Julien Boulanger (Grenoble) Connection points on translation surfaces
Abstract: After a general introduction on translation surfaces and Veech groups, I will introduce the notion of connection point of a translation surface, which are used by P.Hubert and T.Schmidt to construct translation surfaces with infinitely genrated Veech group. We will then focus on the central points of the double heptagon and show that they are not connection points using continued fractions on hecke triangle groups, and will also relate this "number theoretic" approach with another geometric approach due to D.Davis and S.Lelièvre.
Jérôme Carrand (Sorbonne Université) Existence of MME for the Sinai billiard flow
Abstract: Using Abramov's formula, we relate the MME of the Sinai
billiard flow to the equilibrium states under a specific potential of
the collision map. We give two conditions such that any H\"older
potential satisfying them admits a unique equilibrium states. Existence
of equilibrium measures is proved by constructing these measures from
the maximal eigenvectors of an appropriate transfer operator acting on
an anisotropic Banach space.

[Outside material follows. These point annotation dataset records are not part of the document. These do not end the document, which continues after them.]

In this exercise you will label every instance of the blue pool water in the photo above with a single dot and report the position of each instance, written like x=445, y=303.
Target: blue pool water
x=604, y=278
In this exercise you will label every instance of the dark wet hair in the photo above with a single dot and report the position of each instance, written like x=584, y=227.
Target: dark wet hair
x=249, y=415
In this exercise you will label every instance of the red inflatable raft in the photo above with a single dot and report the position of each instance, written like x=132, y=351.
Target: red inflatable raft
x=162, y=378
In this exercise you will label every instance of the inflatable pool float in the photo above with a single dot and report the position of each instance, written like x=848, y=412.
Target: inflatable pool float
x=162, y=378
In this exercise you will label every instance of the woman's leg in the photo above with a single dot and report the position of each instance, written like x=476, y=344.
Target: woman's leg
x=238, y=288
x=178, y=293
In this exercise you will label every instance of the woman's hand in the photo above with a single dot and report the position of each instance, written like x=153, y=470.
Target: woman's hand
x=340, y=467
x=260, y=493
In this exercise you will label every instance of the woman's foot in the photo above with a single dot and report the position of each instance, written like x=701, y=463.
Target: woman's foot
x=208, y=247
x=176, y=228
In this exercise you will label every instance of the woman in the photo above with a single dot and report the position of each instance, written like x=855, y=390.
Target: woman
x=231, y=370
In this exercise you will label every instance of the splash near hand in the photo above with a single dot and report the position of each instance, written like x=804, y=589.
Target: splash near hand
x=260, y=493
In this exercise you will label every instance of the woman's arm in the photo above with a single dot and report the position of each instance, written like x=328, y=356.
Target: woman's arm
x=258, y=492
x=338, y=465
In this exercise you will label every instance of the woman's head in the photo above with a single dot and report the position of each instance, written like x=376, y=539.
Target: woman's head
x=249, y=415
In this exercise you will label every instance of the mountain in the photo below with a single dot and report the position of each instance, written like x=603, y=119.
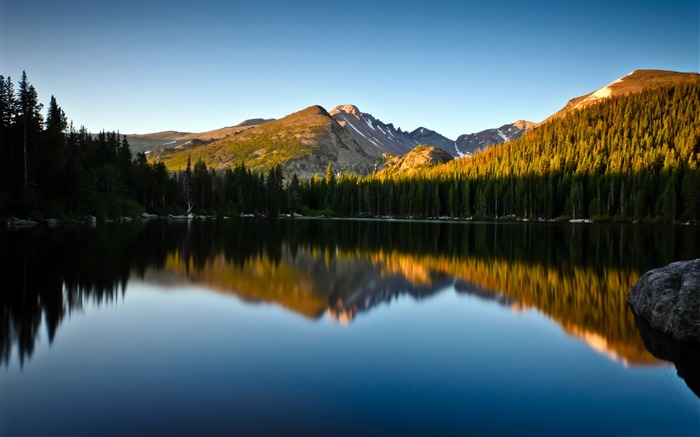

I will present the main ideas in the
construction of these measures, and some of their properties.
Magali Jay (Marseille) Interval Exchange Transformations and Katok's question
Abstract: Interval exchange transformations (IETs) are individually well understood, but there are lots of open questions about the structure of their group. I will talk about Katok's question (wether there is a free subgroup of rank 2), which is open. I will explain a way to find relations between a fixed IET and another one, lying in an open dense subset.
Maxence Phalempin (Brest) Asymptotic behavior of self-intersection of trajectories from the flow of a Z-periodic Lorentz gaz
H.A Lorentz introduced in 1905 a model describing the behavior a constant speed moving point particle elastically colliding round obstacles, the Lorentz gas model. In this talk I present the Z-periodic Lorentz gaz (Lorentz gaz on a tube) in finite horizon, on which I study the number of self-intersections of the trajectory generated by a particle. Since such system seen through the Lebesgue measure is recurrent and ergodic, the number of self-intersections increases along with time and evaluating this growth leads us to some limit theorem. Such result is proven through describing the problem within a Z-extension over a Sinai Billard. On such hyperbolic billiard, decorrelation results allows us to approximate the trajectories through the product of two parameters, one in local scale describing their states within some "cells" and a global one seen as a one dimensional random walk on the Z-extension.